As in the case of other illnesses and disabilities, people don’t become automatic saints just because there’s something wrong with them. Your husband sounds like he’s not making any effort to pull his weight. You have my sympathies.

MarshaMelrose · 29/09/2022 14:20

There was a poster on here whose wife died after having a hypo. They'd done everything to try to stop them, including having the libre monitor fitted. I think it comes down to whether the poor outcome of management is his fault or the disease's fault.
Ultimately, though, even if it feels awful to leave him while he's ill, regardless of whether he's at fault or not, you do have to look after yourself. If you left him, would he want and cope with having custody of the children for a proportion of the week?

Meili04 · 29/09/2022 14:23

He needs libre monitoring and if a possible and you can afford it a pump that administers insulin automatically. It's changed people's lives. Type 1 diabetes is no joke and can take some people ages to get their heads round.

AtrociousCircumstance · 29/09/2022 14:23

So he’s sabotaging his health and therefore you and your family too.

He’s not taking responsibility. Sorry OP. It sounds maddening and upsetting for you.

NotLactoseFree · 29/09/2022 14:23

OP, I think the key point is that HE is choosing not to do all he can to improve his health and thereby improve not only the quality of his life, but of the whole family's.

I fully understand that doing all the things your'e supposed to do to mange your diabetes can be very difficult and there's a huge psychological element to it that isn't always properly managed or understood. BUT... very simple things like eating at the correct intervals or severely limiting alcohol should not be THAT onerous and so yes, I have every sympathy for you.

I'm also interested to know how he felt afterwards? did he feel guilty that because he was struggling, you and the baby could have been quite badly hurt? Or does he just chalk it up to "just one of those things"?

diddl · 29/09/2022 14:25

If he doesn't eat & drinks every night then he's surely not even doing the basics to manage it is he?

Shmithecat2 · 29/09/2022 14:27

ThisShitsBananas · 29/09/2022 14:15

Hes absolutely not doing everything he can to manage it. He’s trying, he’s getting a new job as his current job doesn’t allow for him to manage it but he doesn’t eat. I can’t force feed him, he weighs 10 stone. He also drinks every night. Not a huge amount but it’s clearly effecting his blood sugar levels and I just can’t cope anymore.
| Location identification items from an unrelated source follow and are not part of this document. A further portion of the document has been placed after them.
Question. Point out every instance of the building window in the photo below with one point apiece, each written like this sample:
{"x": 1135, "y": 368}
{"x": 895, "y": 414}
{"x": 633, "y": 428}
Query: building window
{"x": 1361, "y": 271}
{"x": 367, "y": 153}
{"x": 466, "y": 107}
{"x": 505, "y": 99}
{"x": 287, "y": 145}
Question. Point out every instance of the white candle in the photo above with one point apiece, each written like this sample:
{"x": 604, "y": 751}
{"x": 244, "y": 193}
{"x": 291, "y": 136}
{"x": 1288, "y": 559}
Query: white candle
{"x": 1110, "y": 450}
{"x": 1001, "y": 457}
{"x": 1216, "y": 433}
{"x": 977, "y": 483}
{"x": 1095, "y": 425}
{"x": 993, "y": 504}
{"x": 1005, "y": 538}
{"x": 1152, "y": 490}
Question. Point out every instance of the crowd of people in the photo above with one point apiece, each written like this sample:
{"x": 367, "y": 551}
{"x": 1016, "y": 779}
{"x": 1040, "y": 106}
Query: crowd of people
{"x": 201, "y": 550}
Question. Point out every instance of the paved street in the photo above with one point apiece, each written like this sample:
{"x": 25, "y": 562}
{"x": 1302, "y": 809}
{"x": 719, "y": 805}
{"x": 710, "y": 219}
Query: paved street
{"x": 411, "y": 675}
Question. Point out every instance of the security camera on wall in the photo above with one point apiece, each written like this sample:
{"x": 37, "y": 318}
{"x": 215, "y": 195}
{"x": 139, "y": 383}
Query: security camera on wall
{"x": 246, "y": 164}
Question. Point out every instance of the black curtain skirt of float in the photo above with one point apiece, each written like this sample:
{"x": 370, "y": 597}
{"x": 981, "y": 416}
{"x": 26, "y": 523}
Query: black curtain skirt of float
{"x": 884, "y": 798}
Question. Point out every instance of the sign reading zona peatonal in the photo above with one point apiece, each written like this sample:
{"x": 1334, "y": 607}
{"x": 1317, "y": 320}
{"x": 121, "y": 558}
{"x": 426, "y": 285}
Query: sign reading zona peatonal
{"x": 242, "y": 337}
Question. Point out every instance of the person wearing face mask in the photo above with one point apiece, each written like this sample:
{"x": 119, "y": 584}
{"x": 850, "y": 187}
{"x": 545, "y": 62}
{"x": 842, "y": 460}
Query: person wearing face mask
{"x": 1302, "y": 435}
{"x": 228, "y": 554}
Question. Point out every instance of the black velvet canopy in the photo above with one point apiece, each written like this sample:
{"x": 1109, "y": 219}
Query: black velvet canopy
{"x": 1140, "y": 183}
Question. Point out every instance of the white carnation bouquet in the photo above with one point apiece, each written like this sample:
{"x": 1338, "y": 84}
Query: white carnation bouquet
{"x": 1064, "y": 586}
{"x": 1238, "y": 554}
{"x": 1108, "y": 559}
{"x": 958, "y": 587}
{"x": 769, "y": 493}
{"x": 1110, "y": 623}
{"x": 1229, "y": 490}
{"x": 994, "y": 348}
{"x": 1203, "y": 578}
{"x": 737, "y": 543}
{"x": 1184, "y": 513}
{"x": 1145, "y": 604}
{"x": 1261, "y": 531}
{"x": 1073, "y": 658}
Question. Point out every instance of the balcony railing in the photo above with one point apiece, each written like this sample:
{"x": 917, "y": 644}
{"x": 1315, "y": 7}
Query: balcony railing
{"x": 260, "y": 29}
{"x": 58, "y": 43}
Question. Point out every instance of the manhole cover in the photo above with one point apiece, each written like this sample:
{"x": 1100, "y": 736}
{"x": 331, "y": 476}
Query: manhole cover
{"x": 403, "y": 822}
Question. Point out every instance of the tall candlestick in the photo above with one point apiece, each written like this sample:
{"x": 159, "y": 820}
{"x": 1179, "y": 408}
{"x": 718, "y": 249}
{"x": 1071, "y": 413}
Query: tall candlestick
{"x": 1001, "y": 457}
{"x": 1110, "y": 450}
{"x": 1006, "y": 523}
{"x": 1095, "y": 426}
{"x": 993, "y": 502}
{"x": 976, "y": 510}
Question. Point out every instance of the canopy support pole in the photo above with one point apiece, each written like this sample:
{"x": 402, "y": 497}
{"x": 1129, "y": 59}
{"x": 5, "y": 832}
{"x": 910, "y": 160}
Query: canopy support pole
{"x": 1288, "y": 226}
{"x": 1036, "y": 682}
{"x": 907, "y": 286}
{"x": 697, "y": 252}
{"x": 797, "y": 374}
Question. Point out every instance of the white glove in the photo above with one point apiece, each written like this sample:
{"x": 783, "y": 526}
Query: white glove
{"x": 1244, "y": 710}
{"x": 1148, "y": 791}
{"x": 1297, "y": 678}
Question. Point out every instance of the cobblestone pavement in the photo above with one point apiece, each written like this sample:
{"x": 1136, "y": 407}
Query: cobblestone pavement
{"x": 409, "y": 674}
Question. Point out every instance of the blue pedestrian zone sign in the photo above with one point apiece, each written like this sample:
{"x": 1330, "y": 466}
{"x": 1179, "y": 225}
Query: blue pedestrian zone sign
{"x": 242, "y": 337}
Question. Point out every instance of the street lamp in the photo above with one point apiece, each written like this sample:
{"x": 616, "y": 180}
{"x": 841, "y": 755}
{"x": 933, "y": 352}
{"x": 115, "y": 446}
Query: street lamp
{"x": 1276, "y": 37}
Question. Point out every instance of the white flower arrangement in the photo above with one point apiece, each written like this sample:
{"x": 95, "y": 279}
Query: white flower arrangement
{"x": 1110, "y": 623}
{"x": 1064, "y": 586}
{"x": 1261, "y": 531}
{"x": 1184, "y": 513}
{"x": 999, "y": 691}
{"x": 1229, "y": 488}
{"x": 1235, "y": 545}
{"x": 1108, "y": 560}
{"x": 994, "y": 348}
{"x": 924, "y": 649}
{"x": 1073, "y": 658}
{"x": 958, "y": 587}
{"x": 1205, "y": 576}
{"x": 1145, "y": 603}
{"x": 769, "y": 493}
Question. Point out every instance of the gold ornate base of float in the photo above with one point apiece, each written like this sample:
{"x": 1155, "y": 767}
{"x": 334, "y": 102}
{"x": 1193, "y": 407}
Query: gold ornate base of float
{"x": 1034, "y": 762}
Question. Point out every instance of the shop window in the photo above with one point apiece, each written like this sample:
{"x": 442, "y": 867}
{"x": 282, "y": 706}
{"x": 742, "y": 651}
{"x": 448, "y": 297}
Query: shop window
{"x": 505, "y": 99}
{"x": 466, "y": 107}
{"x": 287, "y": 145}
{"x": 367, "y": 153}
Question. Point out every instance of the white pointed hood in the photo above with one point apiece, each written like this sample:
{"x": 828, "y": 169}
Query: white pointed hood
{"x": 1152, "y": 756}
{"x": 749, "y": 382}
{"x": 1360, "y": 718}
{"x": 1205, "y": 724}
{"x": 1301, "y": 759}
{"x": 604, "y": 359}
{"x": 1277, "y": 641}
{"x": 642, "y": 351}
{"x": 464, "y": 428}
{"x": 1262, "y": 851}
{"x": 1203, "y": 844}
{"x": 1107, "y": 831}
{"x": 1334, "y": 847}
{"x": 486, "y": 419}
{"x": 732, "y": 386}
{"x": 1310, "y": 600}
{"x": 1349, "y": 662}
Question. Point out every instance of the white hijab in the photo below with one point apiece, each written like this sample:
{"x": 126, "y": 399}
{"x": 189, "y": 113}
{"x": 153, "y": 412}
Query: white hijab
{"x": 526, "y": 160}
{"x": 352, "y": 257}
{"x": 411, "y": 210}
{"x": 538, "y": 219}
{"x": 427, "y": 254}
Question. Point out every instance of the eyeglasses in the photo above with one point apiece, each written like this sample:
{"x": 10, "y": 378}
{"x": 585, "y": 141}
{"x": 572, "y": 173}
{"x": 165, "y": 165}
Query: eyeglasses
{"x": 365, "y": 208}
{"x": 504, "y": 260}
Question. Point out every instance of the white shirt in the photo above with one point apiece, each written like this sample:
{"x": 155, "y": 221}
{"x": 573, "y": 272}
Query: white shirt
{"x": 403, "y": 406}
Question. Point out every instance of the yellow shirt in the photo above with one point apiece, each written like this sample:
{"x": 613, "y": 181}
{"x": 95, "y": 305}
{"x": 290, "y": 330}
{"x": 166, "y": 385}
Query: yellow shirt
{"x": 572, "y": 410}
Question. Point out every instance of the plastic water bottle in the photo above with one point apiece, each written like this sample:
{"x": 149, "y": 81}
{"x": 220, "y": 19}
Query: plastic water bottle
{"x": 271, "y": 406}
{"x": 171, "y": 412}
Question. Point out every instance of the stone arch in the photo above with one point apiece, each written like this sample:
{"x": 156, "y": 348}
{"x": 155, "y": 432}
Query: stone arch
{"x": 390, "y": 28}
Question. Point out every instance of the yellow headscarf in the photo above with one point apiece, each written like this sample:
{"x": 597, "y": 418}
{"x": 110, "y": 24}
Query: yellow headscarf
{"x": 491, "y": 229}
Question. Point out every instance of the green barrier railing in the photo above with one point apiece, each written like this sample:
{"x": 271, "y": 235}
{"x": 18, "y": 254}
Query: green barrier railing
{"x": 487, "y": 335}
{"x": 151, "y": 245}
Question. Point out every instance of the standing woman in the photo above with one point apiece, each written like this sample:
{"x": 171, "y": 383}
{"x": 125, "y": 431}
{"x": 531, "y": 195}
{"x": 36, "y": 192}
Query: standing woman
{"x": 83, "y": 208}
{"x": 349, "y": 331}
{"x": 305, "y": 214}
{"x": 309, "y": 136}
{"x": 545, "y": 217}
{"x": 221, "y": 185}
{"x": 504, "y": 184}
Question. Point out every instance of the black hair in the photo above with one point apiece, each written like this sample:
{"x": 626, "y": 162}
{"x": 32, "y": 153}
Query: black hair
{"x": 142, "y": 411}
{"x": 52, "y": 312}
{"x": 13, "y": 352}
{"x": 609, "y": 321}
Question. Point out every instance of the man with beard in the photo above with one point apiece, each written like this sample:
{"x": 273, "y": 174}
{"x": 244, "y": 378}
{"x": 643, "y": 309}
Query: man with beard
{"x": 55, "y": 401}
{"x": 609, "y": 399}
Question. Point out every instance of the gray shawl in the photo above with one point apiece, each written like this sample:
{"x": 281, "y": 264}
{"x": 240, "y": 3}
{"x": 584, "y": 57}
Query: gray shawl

It makes me late for work every morning having to deal with it before it’s safe to leave the baby with him.

On this basis, YANBU at all. Selfish prick.

Trisolaris · 29/09/2022 14:27

If he drinks every night and doesn’t eat then of course he wakes up with a hypo! That’s basic diabetes knowledge. If he won’t even stop drinking or eat something before bed I’d be furious!

BrendaBlessed · 29/09/2022 14:28

@talknomore I don't know where your DD lives but if she's in England or Wales she is now entitled to a Libre 2 or Dexcom One on the NHS. There are no requirements other than being type 1 diabetic.